Following my statement, there was a long pause in the once tension-filled room. More silence followed. We were consumed in thought. Up until this point of the conversation, I had been praying silently in my heart, “God, give me the words to say, give me the words to say.” Later, I found out DJ had been doing the same.
Finally, he began, “What can I do to make sure you feel heard?” A glimmer of hope appeared. And yet, part of me still felt I wasn’t being listened to. After all, he didn’t fully address what I had just said. However, I saw his sincerity in the question he asked, and most importantly, I saw his heart. Knowing that in his actions, there existed no malicious intent or ill will toward me, I decided to look past the unintentional hurt he caused and extend grace. Recalling the times he had shown me grace in the past, looking beyond what I had done to hurt him, allowed me to do the same in that moment. I decided to accept the olive branch. DJ first offered some concrete suggestions of things he could try in our future conversations. Once we agreed, I offered some suggestions on things I could do differently moving forward as well. We’ve both come to realize that taking time to plan out “next steps”, and not simply saying “I’ll do better,” tends to yield better results.

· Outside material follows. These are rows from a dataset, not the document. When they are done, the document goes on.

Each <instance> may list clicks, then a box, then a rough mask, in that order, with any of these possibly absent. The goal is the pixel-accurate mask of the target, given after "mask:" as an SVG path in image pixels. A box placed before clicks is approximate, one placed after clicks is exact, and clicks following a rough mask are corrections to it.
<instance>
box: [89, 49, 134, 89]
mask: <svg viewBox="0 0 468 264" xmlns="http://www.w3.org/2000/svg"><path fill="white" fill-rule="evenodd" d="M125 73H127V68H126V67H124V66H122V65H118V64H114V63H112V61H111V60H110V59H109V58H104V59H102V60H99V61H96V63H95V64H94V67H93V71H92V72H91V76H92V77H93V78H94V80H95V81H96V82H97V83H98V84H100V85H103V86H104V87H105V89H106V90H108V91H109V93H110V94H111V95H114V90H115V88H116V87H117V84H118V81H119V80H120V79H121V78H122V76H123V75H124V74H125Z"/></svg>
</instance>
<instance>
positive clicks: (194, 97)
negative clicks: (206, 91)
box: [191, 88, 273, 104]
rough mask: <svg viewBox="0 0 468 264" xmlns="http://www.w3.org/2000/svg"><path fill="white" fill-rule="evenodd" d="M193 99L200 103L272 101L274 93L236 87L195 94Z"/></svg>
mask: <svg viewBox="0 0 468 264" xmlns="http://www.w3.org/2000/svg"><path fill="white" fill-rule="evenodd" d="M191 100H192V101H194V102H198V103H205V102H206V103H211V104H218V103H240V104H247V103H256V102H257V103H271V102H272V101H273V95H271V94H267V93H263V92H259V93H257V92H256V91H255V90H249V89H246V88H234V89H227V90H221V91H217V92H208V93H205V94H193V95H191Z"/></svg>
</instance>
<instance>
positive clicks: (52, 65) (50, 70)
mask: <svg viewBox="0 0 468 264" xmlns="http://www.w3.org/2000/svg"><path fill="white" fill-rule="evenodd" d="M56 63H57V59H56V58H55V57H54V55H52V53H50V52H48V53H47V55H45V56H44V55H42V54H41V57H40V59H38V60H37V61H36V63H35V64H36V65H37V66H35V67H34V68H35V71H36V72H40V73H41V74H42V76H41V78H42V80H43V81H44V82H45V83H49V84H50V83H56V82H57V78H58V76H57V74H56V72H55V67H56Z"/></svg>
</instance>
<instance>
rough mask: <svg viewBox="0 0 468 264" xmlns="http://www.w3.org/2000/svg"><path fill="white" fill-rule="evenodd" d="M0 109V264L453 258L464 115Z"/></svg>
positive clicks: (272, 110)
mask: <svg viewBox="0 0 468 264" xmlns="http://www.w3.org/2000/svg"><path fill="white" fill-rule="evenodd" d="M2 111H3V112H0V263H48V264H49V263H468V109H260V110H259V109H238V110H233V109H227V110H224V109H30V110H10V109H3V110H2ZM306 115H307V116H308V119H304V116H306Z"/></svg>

So, what happened next? We lived happily ever after of course. Just kidding! That’s not usually how these things go. After our conversation, it did feel like a huge weight was lifted, and life was breathed back into the room. And over the course of the next day or two, although not perfect, things got increasingly better. And now we have tools in hand to use the next time things come up.
Lately, I’ve found myself reflecting on what it really takes to make a relationship work. DJ and I often talk about how blessed we are to truly be in love and find joy in each other daily. However, that doesn’t mean we don’t experience the ups and downs of the roller coaster called “life.” Something I’ve learned is that persistence is essential. The kind of persistence that goes beyond what you thought possible to give.
DJ once told me of what his track and field training was like in high school. He would run sprints to the point of complete and absolute exhaustion. After practice, most days he would just lay on the ground because he had given absolutely all he had. There were even times when he threw up and passed out because he pushed himself so much. That’s the kind of persistence I’m referring to–the kind that hurts.
When you are at the point of giving up on the other person or situation, pray for strength. Then, keep trying. When you have kept trying and changed so much, and the other person still doesn’t reciprocate, keep trying. When you know you did everything “right” and the other person acted selfishly (or so you thought), keep trying. Always extend grace. Always think of the other as better than yourself, and you might just find it to actually be true.
Most importantly, keeping God in the center will allow you to do all that and more!